All my fears, my dreams, my hopes, my battles, my wins and my loses were safe guarded by this black covered journal, along with my whimsical wish to own a Vuitton, a Vera Wang, and a Jimmy Choo before I stepped into my thirties.

I took a sip of my coffee. It was stale. Like my marriage.

I did not care.

*TO BE CONTINUED*

Dirty Sanchez

Wednesday, July 4th, 2007

Last night i slept alone. Like most nights, i watched Prison Break till my eyes bleed and my mind too jaded to think of anything else.

The hike to Monkey Beach and the subsequent fishing trip took its toll on me. Body was aching all over and the beating in my head felt like mighty blows from Thor’s hammer!

Prior to the hike, Andrea, Alvin, Jess and i were having breakfast. Alvin almost threw up his breakfast as andrea and i told him about ‘dirty sanchez’ (to those who doesnt know, please wiki it up. My blog is rated PG13).
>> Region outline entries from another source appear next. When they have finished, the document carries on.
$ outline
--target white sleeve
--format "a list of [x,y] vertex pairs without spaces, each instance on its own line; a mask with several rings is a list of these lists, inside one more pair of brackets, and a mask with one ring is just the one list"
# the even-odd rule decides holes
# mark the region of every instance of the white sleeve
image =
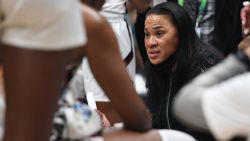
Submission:
[[36,50],[64,50],[86,43],[78,0],[2,0],[2,42]]
[[218,140],[250,134],[250,73],[207,89],[202,108],[210,131]]

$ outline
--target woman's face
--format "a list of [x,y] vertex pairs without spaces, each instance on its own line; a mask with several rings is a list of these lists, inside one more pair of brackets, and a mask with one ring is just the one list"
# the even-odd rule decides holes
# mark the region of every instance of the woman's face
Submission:
[[178,33],[168,16],[147,16],[144,33],[145,47],[152,64],[157,65],[162,63],[176,51]]

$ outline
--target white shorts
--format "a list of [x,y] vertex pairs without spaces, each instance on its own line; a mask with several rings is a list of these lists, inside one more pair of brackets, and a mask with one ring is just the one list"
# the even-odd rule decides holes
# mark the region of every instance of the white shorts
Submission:
[[[133,52],[133,58],[126,66],[131,83],[133,83],[135,79],[135,51],[134,39],[130,25],[125,21],[124,14],[108,12],[100,12],[100,14],[107,19],[116,35],[122,59],[125,59],[131,50]],[[84,59],[82,62],[82,72],[84,73],[83,80],[86,92],[93,93],[96,101],[109,101],[102,88],[96,82],[95,77],[90,70],[87,59]]]
[[35,50],[64,50],[86,43],[78,0],[0,0],[1,39]]

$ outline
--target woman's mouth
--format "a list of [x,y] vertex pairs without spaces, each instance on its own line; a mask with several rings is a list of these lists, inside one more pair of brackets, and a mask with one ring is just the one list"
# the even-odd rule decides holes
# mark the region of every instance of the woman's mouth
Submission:
[[149,51],[148,52],[148,57],[150,58],[150,59],[155,59],[158,55],[159,55],[159,51]]

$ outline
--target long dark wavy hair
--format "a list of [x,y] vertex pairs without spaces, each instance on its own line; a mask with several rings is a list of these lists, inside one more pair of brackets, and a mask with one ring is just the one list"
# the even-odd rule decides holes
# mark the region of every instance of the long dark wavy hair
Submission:
[[[193,67],[193,61],[200,58],[198,54],[206,47],[195,31],[194,23],[187,12],[174,2],[156,5],[146,14],[168,16],[178,32],[179,43],[174,54],[158,65],[148,61],[145,65],[146,85],[148,88],[147,104],[153,114],[155,128],[167,125],[167,106],[171,107],[172,98],[168,99],[169,91],[176,93],[191,78],[187,75]],[[199,53],[198,53],[199,52]],[[202,60],[200,60],[202,61]],[[176,69],[173,68],[176,66]],[[170,82],[172,81],[172,82]],[[170,86],[171,85],[171,86]],[[167,101],[170,105],[167,105]],[[171,109],[171,108],[169,108]]]

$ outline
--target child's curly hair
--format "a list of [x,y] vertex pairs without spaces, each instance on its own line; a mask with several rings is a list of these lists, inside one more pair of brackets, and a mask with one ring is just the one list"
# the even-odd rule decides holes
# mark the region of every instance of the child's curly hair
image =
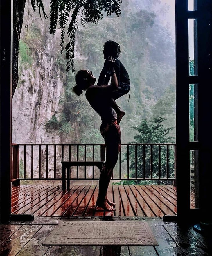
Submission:
[[107,56],[112,56],[118,58],[121,53],[119,44],[111,40],[105,42],[104,50],[104,54]]

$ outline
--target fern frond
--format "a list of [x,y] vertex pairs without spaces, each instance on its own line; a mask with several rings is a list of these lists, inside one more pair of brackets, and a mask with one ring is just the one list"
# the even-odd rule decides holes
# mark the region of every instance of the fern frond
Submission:
[[38,9],[39,9],[39,13],[40,14],[40,19],[41,19],[41,14],[40,12],[40,9],[41,8],[42,10],[42,11],[43,12],[43,14],[44,15],[44,17],[45,19],[46,20],[46,18],[47,19],[48,19],[48,17],[46,15],[46,12],[45,12],[45,11],[44,10],[44,5],[43,3],[43,2],[42,1],[42,0],[37,0],[36,4],[37,6],[38,7]]
[[59,3],[58,0],[51,0],[50,3],[49,33],[52,35],[54,35],[56,31]]
[[35,5],[35,0],[31,0],[31,3],[32,5],[32,8],[34,12],[35,11],[36,5]]
[[60,53],[62,54],[63,53],[64,50],[64,48],[63,45],[64,43],[64,38],[65,38],[65,30],[64,28],[62,28],[61,31],[60,33]]
[[68,28],[67,34],[69,38],[69,42],[66,46],[66,59],[67,60],[66,63],[66,72],[68,72],[71,66],[72,68],[72,74],[74,73],[74,47],[75,42],[76,31],[77,29],[78,17],[79,14],[79,7],[76,5],[71,15],[71,20]]

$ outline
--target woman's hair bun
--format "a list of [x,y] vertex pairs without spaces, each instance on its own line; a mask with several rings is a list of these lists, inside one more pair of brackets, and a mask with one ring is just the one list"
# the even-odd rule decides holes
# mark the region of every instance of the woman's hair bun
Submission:
[[76,85],[73,87],[72,90],[78,96],[79,96],[82,93],[82,90],[80,88],[79,88]]

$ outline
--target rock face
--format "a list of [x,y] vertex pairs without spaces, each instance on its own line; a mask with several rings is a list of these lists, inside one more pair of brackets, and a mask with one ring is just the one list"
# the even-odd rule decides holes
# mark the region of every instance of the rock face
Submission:
[[[24,57],[27,59],[21,62],[19,53],[19,82],[12,101],[12,142],[17,144],[62,143],[63,138],[60,134],[56,131],[48,131],[45,125],[53,116],[56,117],[61,112],[62,106],[59,101],[64,92],[64,85],[67,82],[65,72],[62,72],[57,64],[60,52],[60,31],[57,30],[54,35],[50,35],[48,21],[44,19],[40,21],[38,13],[32,13],[28,9],[27,10],[28,12],[26,10],[25,11],[20,37],[27,50],[25,51],[27,51],[27,57]],[[20,47],[20,51],[21,50]],[[61,147],[57,147],[55,165],[54,147],[49,148],[49,178],[54,177],[55,168],[56,177],[61,177]],[[38,178],[38,146],[34,147],[34,178]],[[26,178],[30,178],[31,175],[31,146],[26,146]],[[41,155],[41,177],[45,177],[46,146],[42,146]],[[24,155],[24,147],[21,146],[20,173],[23,169]],[[21,177],[23,174],[21,175],[20,173]]]
[[56,134],[51,133],[50,137],[45,126],[47,121],[60,111],[59,101],[66,80],[65,74],[55,65],[60,35],[53,36],[42,30],[42,35],[47,37],[44,49],[31,50],[31,67],[20,67],[19,83],[12,100],[13,143],[60,142]]

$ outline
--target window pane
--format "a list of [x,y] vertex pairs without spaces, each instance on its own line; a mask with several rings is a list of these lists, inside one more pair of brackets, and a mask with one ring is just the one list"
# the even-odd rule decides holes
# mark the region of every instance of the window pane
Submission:
[[197,0],[188,0],[188,3],[189,11],[194,11],[197,10]]
[[197,19],[188,19],[188,56],[189,76],[197,76]]
[[199,151],[190,151],[190,207],[199,208]]
[[189,115],[190,142],[198,141],[198,84],[189,85]]

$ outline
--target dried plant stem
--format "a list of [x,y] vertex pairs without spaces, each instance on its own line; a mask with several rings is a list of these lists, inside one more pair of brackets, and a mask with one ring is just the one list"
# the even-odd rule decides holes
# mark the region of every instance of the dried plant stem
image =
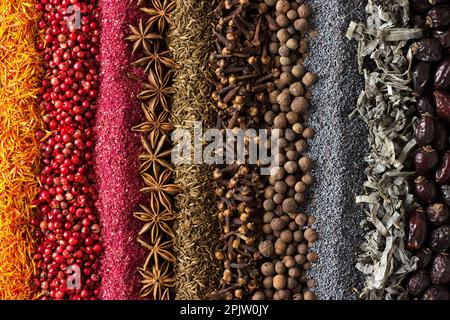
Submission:
[[[218,1],[177,0],[175,27],[169,33],[169,48],[180,65],[174,76],[172,123],[193,129],[194,121],[213,127],[214,106],[209,98],[207,62],[213,46],[214,9]],[[176,198],[174,251],[176,299],[204,299],[216,287],[220,269],[213,248],[219,241],[219,226],[213,217],[211,169],[206,165],[179,165],[175,183],[182,186]]]

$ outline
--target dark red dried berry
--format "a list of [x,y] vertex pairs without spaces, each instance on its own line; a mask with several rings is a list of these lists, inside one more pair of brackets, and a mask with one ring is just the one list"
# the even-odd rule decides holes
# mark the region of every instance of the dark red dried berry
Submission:
[[409,250],[419,250],[427,237],[428,226],[425,212],[416,209],[409,217],[409,232],[406,247]]
[[407,283],[408,293],[419,297],[431,285],[430,277],[424,271],[415,272]]
[[417,269],[425,269],[433,259],[433,251],[430,248],[420,250],[415,255],[417,257]]
[[436,182],[439,184],[450,182],[450,150],[447,150],[441,158],[441,164],[436,171]]
[[423,96],[417,102],[417,111],[422,113],[434,114],[434,106],[431,103],[431,97],[429,95]]
[[442,29],[450,24],[450,7],[436,6],[428,11],[427,25],[433,29]]
[[434,76],[434,87],[438,90],[450,88],[450,58],[443,60],[437,66]]
[[417,175],[424,176],[437,167],[439,164],[439,155],[430,146],[422,147],[416,152],[414,164],[416,166]]
[[434,103],[438,116],[442,120],[450,122],[450,94],[443,91],[435,91]]
[[431,80],[431,64],[420,61],[414,65],[412,74],[413,93],[421,96]]
[[437,39],[422,39],[411,45],[415,58],[423,62],[438,62],[442,59],[441,43]]
[[425,179],[425,177],[417,177],[415,182],[414,194],[420,201],[425,203],[433,203],[437,200],[437,188],[433,181]]
[[434,135],[433,147],[437,152],[443,152],[448,149],[449,131],[447,124],[442,120],[434,120]]
[[450,29],[446,31],[434,30],[433,38],[438,39],[442,48],[450,48]]
[[436,251],[444,251],[450,248],[450,226],[441,226],[431,232],[431,248]]
[[450,218],[448,206],[443,203],[435,203],[428,206],[427,217],[431,223],[437,226],[448,223]]
[[444,286],[431,286],[425,291],[423,300],[450,300],[450,292]]
[[416,141],[421,147],[430,145],[434,140],[436,129],[431,114],[424,113],[416,127]]
[[438,254],[431,265],[431,282],[447,284],[450,282],[450,257],[445,253]]

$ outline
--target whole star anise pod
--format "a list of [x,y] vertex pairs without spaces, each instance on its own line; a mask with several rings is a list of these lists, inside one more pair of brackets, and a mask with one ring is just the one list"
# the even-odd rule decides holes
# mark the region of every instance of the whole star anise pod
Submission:
[[135,26],[129,25],[132,35],[128,36],[126,39],[130,41],[134,41],[133,51],[134,54],[137,50],[143,48],[146,51],[150,51],[150,45],[152,40],[162,39],[159,34],[151,33],[151,24],[147,23],[144,27],[144,23],[142,19],[139,20],[139,25],[136,28]]
[[176,3],[172,0],[152,0],[151,8],[141,8],[141,10],[150,15],[148,24],[156,23],[159,33],[163,33],[166,24],[173,25],[171,12],[175,7]]

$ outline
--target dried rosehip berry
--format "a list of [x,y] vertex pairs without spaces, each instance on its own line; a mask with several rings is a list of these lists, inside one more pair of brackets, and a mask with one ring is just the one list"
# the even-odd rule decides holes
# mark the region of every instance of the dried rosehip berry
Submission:
[[409,250],[419,250],[427,237],[427,218],[422,209],[416,209],[409,217],[409,232],[406,247]]
[[450,292],[444,286],[431,286],[425,291],[423,300],[450,300]]
[[441,226],[449,222],[450,212],[448,206],[443,203],[434,203],[427,207],[427,217],[431,223]]
[[437,200],[437,188],[433,181],[425,179],[423,176],[417,177],[414,194],[419,200],[425,203],[433,203]]
[[427,25],[433,29],[442,29],[450,24],[450,7],[436,6],[428,11]]
[[441,164],[436,171],[436,182],[447,184],[450,182],[450,150],[447,150],[441,159]]
[[430,96],[423,96],[419,99],[419,101],[417,102],[417,111],[420,112],[420,114],[422,113],[429,113],[429,114],[434,114],[434,106],[431,103],[431,97]]
[[434,76],[434,87],[438,90],[450,88],[450,58],[443,60],[437,66]]
[[417,269],[422,270],[425,269],[433,259],[433,252],[430,248],[425,248],[420,250],[415,255],[417,257]]
[[411,45],[411,50],[415,58],[424,62],[441,61],[444,53],[441,43],[437,39],[422,39]]
[[419,176],[424,176],[433,171],[439,164],[439,155],[430,146],[422,147],[414,156],[414,164],[416,166],[416,173]]
[[450,257],[446,253],[438,254],[431,265],[431,282],[447,284],[450,282]]
[[450,29],[447,31],[434,30],[433,38],[439,40],[442,48],[450,48]]
[[430,277],[425,271],[415,272],[407,283],[408,293],[413,296],[420,296],[431,285]]
[[434,102],[438,116],[442,120],[450,122],[450,94],[442,91],[435,91]]
[[450,226],[444,225],[431,232],[430,245],[433,250],[447,250],[450,248]]
[[421,96],[431,79],[431,64],[420,61],[416,63],[412,74],[413,92]]
[[447,124],[442,120],[434,120],[434,135],[433,147],[437,152],[443,152],[448,149],[449,130]]
[[416,141],[421,147],[430,145],[434,140],[436,129],[434,119],[429,113],[422,114],[416,128]]

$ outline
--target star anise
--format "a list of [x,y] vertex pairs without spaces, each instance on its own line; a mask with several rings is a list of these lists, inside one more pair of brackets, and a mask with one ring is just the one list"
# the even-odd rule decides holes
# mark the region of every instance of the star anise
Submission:
[[148,24],[156,23],[158,31],[164,32],[166,23],[173,25],[171,12],[175,9],[176,3],[172,0],[152,0],[152,8],[141,8],[142,11],[150,15]]
[[169,264],[164,263],[161,268],[157,265],[152,266],[151,271],[139,268],[142,276],[141,296],[152,295],[154,300],[169,300],[169,289],[175,286],[175,279],[169,272]]
[[174,87],[169,86],[170,72],[162,75],[161,69],[156,68],[155,71],[148,71],[148,82],[144,84],[145,90],[139,93],[138,97],[142,100],[149,100],[148,105],[152,108],[161,106],[168,112],[168,99],[176,92]]
[[129,25],[132,35],[128,36],[126,39],[130,41],[134,41],[133,44],[133,54],[143,48],[146,51],[150,51],[150,44],[152,40],[162,39],[159,34],[151,33],[152,25],[147,23],[144,27],[144,23],[142,19],[139,20],[139,25],[136,28],[135,26]]
[[167,57],[170,51],[159,51],[160,44],[156,42],[150,50],[144,50],[144,57],[134,61],[132,63],[135,67],[145,67],[145,72],[147,72],[151,67],[156,70],[162,70],[163,66],[168,68],[175,68],[177,64],[170,58]]
[[147,106],[142,103],[141,108],[146,121],[133,127],[133,131],[148,132],[149,140],[155,141],[160,135],[168,135],[174,129],[174,126],[170,122],[167,122],[167,118],[169,117],[167,111],[162,110],[156,115],[155,104]]
[[162,237],[158,237],[153,244],[148,244],[141,238],[138,238],[139,244],[150,251],[145,259],[144,265],[142,266],[145,270],[147,270],[147,266],[151,261],[153,261],[155,265],[159,266],[159,259],[175,263],[176,258],[173,253],[169,251],[172,248],[173,241],[169,240],[161,243],[161,238]]
[[135,212],[133,215],[137,219],[145,222],[141,231],[139,231],[140,236],[150,231],[151,242],[156,241],[160,236],[161,231],[171,237],[175,236],[172,229],[169,227],[169,222],[175,219],[172,212],[168,211],[166,208],[161,211],[158,201],[151,201],[150,208],[143,205],[139,206],[141,207],[142,212]]
[[151,192],[154,194],[158,201],[169,211],[172,209],[172,204],[169,195],[174,195],[180,189],[177,184],[168,183],[171,176],[169,169],[164,170],[161,174],[158,174],[157,178],[151,176],[148,173],[142,173],[144,182],[148,187],[142,188],[142,192]]
[[170,149],[164,149],[167,140],[166,136],[162,136],[159,141],[150,141],[150,143],[144,136],[141,136],[141,140],[146,151],[139,156],[139,160],[144,161],[141,165],[141,172],[146,172],[150,167],[153,167],[153,172],[157,175],[159,174],[158,165],[173,170],[170,162],[164,159],[170,156],[172,152]]

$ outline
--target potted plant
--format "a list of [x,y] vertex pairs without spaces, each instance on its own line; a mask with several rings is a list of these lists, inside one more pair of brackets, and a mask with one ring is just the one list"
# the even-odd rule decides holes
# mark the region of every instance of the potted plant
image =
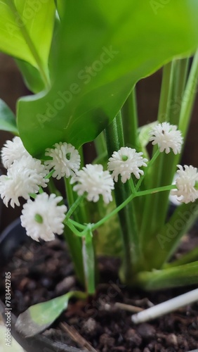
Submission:
[[[64,234],[84,287],[29,308],[18,331],[32,337],[69,298],[94,295],[98,253],[120,258],[129,287],[197,284],[197,248],[170,258],[197,216],[197,170],[180,157],[196,96],[198,4],[3,0],[0,10],[0,49],[32,92],[19,99],[16,120],[1,103],[1,128],[15,134],[1,150],[1,197],[13,208],[27,201],[21,224],[34,240]],[[158,116],[139,127],[136,83],[161,66]],[[97,156],[85,164],[91,141]],[[167,220],[170,192],[181,205]]]

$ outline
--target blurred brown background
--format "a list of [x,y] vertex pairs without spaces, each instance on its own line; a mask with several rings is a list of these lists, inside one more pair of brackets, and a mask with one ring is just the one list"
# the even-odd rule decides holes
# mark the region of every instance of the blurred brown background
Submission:
[[[142,80],[137,85],[138,108],[140,125],[150,122],[157,119],[158,103],[161,82],[161,70],[154,75]],[[0,54],[0,98],[6,101],[15,112],[17,99],[29,94],[21,75],[14,61],[8,56]],[[188,132],[187,144],[183,156],[183,164],[191,164],[198,167],[197,156],[198,135],[198,99],[197,99],[193,111],[190,127]],[[0,148],[5,141],[11,139],[12,135],[0,131]],[[1,170],[2,167],[1,165]],[[20,209],[15,207],[14,211],[10,207],[2,207],[0,231],[13,219],[20,215]]]

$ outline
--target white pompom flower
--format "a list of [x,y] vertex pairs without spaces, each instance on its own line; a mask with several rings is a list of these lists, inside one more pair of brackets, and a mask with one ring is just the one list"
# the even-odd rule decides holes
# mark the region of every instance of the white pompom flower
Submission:
[[34,201],[28,199],[20,216],[27,236],[37,241],[39,239],[52,241],[55,234],[62,234],[62,222],[67,209],[65,205],[58,206],[62,200],[62,196],[53,194],[48,196],[46,193],[38,194]]
[[66,142],[55,143],[53,146],[48,148],[45,153],[52,158],[44,162],[48,170],[54,169],[52,176],[57,180],[73,176],[80,167],[81,158],[78,151]]
[[48,170],[39,160],[30,155],[16,160],[8,169],[6,175],[0,176],[0,194],[4,204],[14,208],[19,206],[19,197],[29,198],[29,194],[37,193],[39,187],[47,186],[48,179],[45,177]]
[[112,201],[112,190],[114,189],[114,181],[109,171],[104,171],[102,165],[87,164],[77,172],[70,180],[73,187],[79,196],[87,194],[86,199],[89,201],[97,202],[100,195],[103,196],[104,202],[107,204]]
[[184,165],[184,170],[180,165],[177,165],[178,177],[176,179],[177,189],[172,189],[171,194],[177,196],[180,203],[190,203],[198,198],[198,190],[196,189],[196,182],[198,182],[197,168],[192,165]]
[[159,123],[152,128],[150,134],[150,142],[153,145],[157,144],[160,152],[165,151],[168,154],[173,149],[174,154],[180,153],[183,138],[176,125],[169,122]]
[[114,181],[117,182],[119,175],[123,183],[130,179],[131,174],[137,179],[140,178],[140,175],[144,175],[143,170],[139,168],[147,166],[146,163],[148,161],[142,157],[143,154],[128,146],[122,146],[118,151],[114,151],[107,165],[108,170],[113,172],[112,176]]
[[14,137],[12,141],[6,141],[1,151],[2,164],[6,169],[10,168],[15,161],[20,160],[23,156],[28,156],[29,153],[24,147],[19,137]]

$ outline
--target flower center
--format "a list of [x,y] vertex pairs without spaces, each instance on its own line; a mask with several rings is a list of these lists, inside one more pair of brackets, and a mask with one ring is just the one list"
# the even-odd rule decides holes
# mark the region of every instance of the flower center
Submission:
[[126,161],[128,160],[128,156],[126,155],[123,155],[121,156],[122,161]]
[[44,219],[40,214],[35,214],[34,220],[39,224],[42,224],[44,222]]
[[66,156],[66,158],[67,158],[67,160],[70,160],[70,158],[71,158],[71,153],[67,153],[67,154],[66,154],[66,156]]

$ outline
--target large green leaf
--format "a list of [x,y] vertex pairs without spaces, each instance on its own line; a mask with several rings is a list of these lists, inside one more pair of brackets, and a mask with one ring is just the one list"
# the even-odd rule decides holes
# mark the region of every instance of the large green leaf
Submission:
[[47,84],[53,0],[1,0],[0,50],[36,68]]
[[198,46],[196,0],[175,0],[158,9],[148,0],[62,2],[53,86],[18,103],[20,136],[37,156],[55,142],[79,147],[93,140],[135,82]]
[[85,299],[87,294],[80,291],[71,291],[67,294],[46,302],[31,306],[18,318],[16,329],[25,337],[36,335],[48,327],[54,320],[67,308],[71,297]]

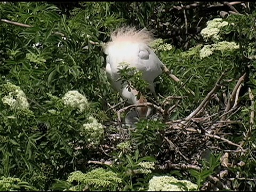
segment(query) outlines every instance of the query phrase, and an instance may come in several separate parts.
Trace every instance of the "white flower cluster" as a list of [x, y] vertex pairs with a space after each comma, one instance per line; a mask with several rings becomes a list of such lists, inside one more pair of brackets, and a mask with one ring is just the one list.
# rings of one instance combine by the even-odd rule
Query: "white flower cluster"
[[88, 100], [85, 96], [77, 91], [69, 91], [62, 98], [64, 104], [74, 108], [78, 108], [83, 112], [88, 106]]
[[155, 163], [150, 162], [140, 162], [138, 164], [141, 169], [140, 171], [141, 173], [148, 174], [151, 173], [152, 172], [150, 170], [154, 170]]
[[215, 41], [220, 39], [219, 35], [220, 28], [227, 26], [228, 23], [222, 21], [221, 18], [215, 18], [207, 21], [206, 25], [206, 27], [203, 29], [201, 32], [202, 36], [206, 42], [210, 39]]
[[186, 180], [179, 180], [174, 177], [154, 176], [148, 182], [148, 191], [186, 191], [180, 185], [172, 184], [171, 183], [182, 182], [186, 185], [188, 190], [195, 190], [197, 185]]
[[104, 127], [91, 116], [89, 120], [90, 123], [83, 125], [82, 134], [86, 137], [87, 141], [91, 145], [98, 145], [104, 135]]
[[235, 42], [229, 42], [226, 41], [214, 43], [211, 45], [206, 45], [199, 51], [200, 58], [202, 59], [211, 55], [215, 50], [221, 51], [233, 50], [239, 49], [239, 45]]
[[4, 103], [8, 105], [12, 110], [29, 108], [29, 103], [25, 93], [19, 86], [7, 82], [4, 85], [4, 89], [8, 92], [8, 94], [2, 98]]
[[131, 143], [129, 141], [121, 142], [116, 146], [116, 148], [120, 150], [129, 149], [131, 147]]

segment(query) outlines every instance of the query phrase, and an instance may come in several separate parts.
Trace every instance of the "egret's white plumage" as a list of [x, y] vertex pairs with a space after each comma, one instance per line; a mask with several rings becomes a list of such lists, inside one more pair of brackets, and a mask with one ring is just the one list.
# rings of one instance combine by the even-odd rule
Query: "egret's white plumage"
[[[142, 95], [137, 99], [137, 90], [130, 91], [127, 84], [122, 85], [121, 81], [116, 82], [120, 78], [119, 64], [124, 62], [142, 72], [142, 78], [149, 83], [149, 89], [156, 97], [153, 82], [162, 73], [164, 65], [149, 46], [153, 41], [153, 37], [152, 33], [147, 30], [137, 30], [133, 27], [123, 27], [111, 34], [110, 41], [106, 45], [106, 71], [108, 79], [113, 88], [124, 99], [127, 99], [129, 103], [141, 103], [147, 102], [147, 100]], [[140, 117], [145, 117], [149, 113], [149, 109], [147, 107], [142, 107], [138, 108], [137, 111]]]

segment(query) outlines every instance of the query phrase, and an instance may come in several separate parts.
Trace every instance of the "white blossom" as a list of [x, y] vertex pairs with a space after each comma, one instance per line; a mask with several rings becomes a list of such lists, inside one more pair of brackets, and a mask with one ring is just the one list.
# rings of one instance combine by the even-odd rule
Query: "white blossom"
[[152, 171], [151, 170], [154, 170], [155, 163], [150, 162], [140, 162], [138, 164], [141, 169], [140, 171], [142, 173], [148, 174], [151, 173]]
[[213, 52], [212, 51], [212, 46], [211, 45], [204, 45], [199, 51], [200, 58], [202, 59], [211, 55]]
[[69, 91], [63, 97], [64, 104], [74, 108], [78, 108], [83, 112], [88, 106], [88, 100], [85, 96], [77, 91]]
[[186, 180], [179, 180], [174, 177], [169, 176], [154, 176], [148, 182], [148, 190], [151, 191], [184, 191], [186, 189], [180, 185], [172, 184], [172, 183], [182, 182], [185, 184], [188, 190], [195, 190], [197, 189], [197, 185], [191, 182]]
[[29, 103], [26, 95], [19, 86], [7, 82], [4, 88], [8, 92], [8, 94], [2, 98], [4, 103], [8, 105], [12, 110], [29, 108]]
[[206, 27], [203, 29], [201, 32], [204, 40], [206, 42], [210, 39], [217, 41], [221, 39], [219, 35], [220, 29], [228, 25], [228, 23], [227, 21], [222, 21], [221, 18], [215, 18], [212, 20], [208, 21], [206, 25]]
[[236, 43], [224, 41], [211, 45], [204, 45], [199, 51], [199, 56], [200, 58], [202, 59], [211, 55], [215, 50], [220, 51], [223, 53], [226, 50], [234, 50], [238, 49], [239, 49], [239, 45]]
[[83, 125], [82, 134], [86, 136], [87, 141], [91, 145], [98, 145], [103, 138], [104, 127], [92, 116], [89, 117], [89, 120], [88, 123]]

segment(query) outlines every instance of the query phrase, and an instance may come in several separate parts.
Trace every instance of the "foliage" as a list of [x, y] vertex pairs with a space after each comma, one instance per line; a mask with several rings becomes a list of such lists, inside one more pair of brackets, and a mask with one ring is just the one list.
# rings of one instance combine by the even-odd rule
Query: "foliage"
[[[50, 2], [0, 4], [1, 190], [147, 190], [164, 177], [253, 190], [255, 3], [222, 19], [230, 6], [219, 3], [85, 2], [69, 14]], [[150, 46], [180, 80], [157, 77], [154, 115], [135, 128], [117, 122], [125, 104], [104, 71], [104, 43], [125, 25], [156, 29]], [[141, 73], [120, 74], [146, 95]]]

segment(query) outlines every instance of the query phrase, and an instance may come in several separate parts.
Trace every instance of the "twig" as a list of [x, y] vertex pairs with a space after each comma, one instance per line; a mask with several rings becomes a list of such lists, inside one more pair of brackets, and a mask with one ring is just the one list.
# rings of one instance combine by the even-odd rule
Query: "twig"
[[[181, 82], [180, 80], [180, 79], [178, 78], [177, 77], [176, 77], [174, 75], [172, 74], [171, 71], [169, 70], [169, 69], [167, 68], [167, 67], [165, 65], [163, 66], [163, 70], [164, 73], [165, 73], [167, 75], [168, 75], [168, 76], [172, 79], [174, 80], [175, 82], [178, 83], [180, 82], [180, 85], [182, 87], [183, 87], [184, 89], [185, 89], [185, 84], [182, 82]], [[195, 93], [193, 91], [189, 90], [188, 90], [187, 89], [185, 89], [185, 90], [188, 93], [192, 94], [194, 96], [195, 96]]]
[[180, 155], [183, 157], [184, 158], [184, 159], [185, 159], [186, 161], [188, 161], [188, 158], [187, 157], [186, 157], [184, 155], [183, 155], [181, 152], [180, 152], [180, 151], [177, 148], [176, 146], [174, 145], [174, 144], [173, 144], [173, 143], [167, 137], [164, 137], [164, 139], [165, 139], [165, 140], [169, 143], [170, 145], [170, 147], [172, 148], [172, 150], [175, 150], [178, 151], [178, 153], [179, 153], [180, 154]]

It occured to me that i DO KNOW a lot about dirty tricks and technic. hehe…dirty little mills! :p

Later in the day, I caught my first fish! :)

Anyways, i like sleeping alone. The solitude got me to thinking, i’ve been thru a lot. Emotionally i’ve been beaten, i know, but i am not lost, yet.

I have a lot to celebrate for. I have a job, and i’m surrounded by people who loves me for being the person i am. My best friend Eddy, whom incidently i have not seen for months, texted me this last 2 weeks:

"The band is playing ‘New York, New York’ and it got me thinking of you. Why arr? You love that song kan?"

Like a cheap Frech harlot, yes, i love that song! :)

People taking notice of your likes and dislikes, that’s a good feeling. Last year i got everything i wanted for my birthday because my friends took notice. From books to clothes to wallet, it’s another day to be thankful for when you know you make people bloom in front of you.

Mam’s been sick for days now. Flu and cough. I pray for her to get better.

This lost little girl has finally found her way home!